Anticarcinogenic effect of brucine in diethylnitrosamine initiated and phenobarbital-promoted hepatocarcinogenesis in rats

•Brucine decreased in nodular volume in DENA-induced hepatocarcinogenesis.•Brucine decreased AST, ALT, ALP, GGT level in DENA-induced hepatocarcinogenesis.•Brucine decreased phase I and elevated phase II enzyme activities.•Brucine decreased cyclin D1 and Bcl-2 expression with activation of caspase-3.•Brucine inhibits PCNA and VEGF expression.

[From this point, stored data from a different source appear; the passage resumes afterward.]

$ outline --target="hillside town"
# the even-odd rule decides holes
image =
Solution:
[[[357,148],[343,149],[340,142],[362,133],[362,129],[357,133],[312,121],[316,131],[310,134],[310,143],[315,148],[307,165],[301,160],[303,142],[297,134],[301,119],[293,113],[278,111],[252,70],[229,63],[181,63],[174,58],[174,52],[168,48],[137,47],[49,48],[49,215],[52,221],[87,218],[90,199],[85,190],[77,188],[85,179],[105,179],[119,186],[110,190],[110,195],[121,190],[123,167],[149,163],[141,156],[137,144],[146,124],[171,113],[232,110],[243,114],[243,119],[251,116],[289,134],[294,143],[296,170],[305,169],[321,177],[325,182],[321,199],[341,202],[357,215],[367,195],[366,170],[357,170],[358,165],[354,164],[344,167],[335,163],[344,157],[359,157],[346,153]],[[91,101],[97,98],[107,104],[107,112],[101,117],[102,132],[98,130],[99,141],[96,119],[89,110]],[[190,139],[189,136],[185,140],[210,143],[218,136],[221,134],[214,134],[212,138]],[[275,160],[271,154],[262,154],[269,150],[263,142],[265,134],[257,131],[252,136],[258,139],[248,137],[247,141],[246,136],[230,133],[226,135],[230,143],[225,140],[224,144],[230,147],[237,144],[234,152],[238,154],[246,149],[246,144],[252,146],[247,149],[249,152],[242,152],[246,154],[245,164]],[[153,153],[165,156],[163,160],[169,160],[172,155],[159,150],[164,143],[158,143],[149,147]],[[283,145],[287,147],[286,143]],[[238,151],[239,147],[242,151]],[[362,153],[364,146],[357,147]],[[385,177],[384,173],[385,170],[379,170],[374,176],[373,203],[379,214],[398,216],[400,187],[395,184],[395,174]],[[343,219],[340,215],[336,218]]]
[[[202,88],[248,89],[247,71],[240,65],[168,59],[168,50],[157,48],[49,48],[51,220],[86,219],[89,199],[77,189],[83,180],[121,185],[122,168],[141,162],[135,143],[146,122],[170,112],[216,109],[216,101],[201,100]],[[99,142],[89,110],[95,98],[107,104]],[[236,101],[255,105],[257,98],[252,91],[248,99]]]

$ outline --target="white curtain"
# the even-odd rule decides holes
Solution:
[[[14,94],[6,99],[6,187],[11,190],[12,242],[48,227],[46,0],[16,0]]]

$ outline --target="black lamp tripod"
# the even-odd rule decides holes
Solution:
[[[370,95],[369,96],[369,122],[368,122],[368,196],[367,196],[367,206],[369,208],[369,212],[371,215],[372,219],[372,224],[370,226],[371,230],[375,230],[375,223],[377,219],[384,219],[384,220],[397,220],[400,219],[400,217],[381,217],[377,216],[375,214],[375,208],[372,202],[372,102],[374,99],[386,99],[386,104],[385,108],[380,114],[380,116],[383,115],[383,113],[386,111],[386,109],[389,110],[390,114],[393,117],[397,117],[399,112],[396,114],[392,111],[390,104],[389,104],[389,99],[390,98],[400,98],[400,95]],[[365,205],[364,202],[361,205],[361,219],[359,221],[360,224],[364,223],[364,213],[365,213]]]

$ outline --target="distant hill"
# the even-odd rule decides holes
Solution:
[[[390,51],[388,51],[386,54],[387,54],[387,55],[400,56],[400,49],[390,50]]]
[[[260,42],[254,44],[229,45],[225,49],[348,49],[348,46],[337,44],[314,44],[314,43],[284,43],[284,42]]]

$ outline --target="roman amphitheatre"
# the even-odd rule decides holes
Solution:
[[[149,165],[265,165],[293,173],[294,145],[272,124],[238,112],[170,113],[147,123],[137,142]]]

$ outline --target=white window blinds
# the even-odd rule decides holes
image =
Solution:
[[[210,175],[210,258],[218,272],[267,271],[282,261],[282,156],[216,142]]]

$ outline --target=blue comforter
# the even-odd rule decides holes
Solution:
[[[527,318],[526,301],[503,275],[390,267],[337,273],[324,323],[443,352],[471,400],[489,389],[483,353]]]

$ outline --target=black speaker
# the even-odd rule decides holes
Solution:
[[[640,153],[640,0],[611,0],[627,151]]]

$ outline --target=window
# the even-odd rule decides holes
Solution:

We evaluated the effects of brucine on N-nitrosodiethylamine (DENA)-induced hepatocarcinogenesis in rats. Initiation of hepatocarcinogenesis was done by intraperitoneal injection of diethylnitrosamine (DENA) followed by promotion with phenobarbital. The rats were exposed to dietary brucine for 4 weeks prior to initiation, and the treatment was continued for 22 consecutive weeks. Brucine decreased the incidence, total number, multiplicity, size and volume of preneoplastic hepatic nodules in a dose-dependent manner. Administration of DENA induced hepatocellular carcinoma (HCC), as evidenced by changes in histopathological architecture, increased activity of cytochrome P450, decreased activity of glutathione Stransferase (GST) as well as decreased antioxidant status, enhanced lipid peroxidation, increased liver marker enzymes. Western blot analysis showed decreased expression of cyclin D1 and Bcl-2 with activation of caspase-3 and increased expression of Bax. Immunohistochemical demonstrated the decreased expression of the PCNA and VEGF. These results indicate that brucine prevents lipid peroxidation and hepatic cell damage and also protects the antioxidant system in DENA-induced hepatocarcinogenesis.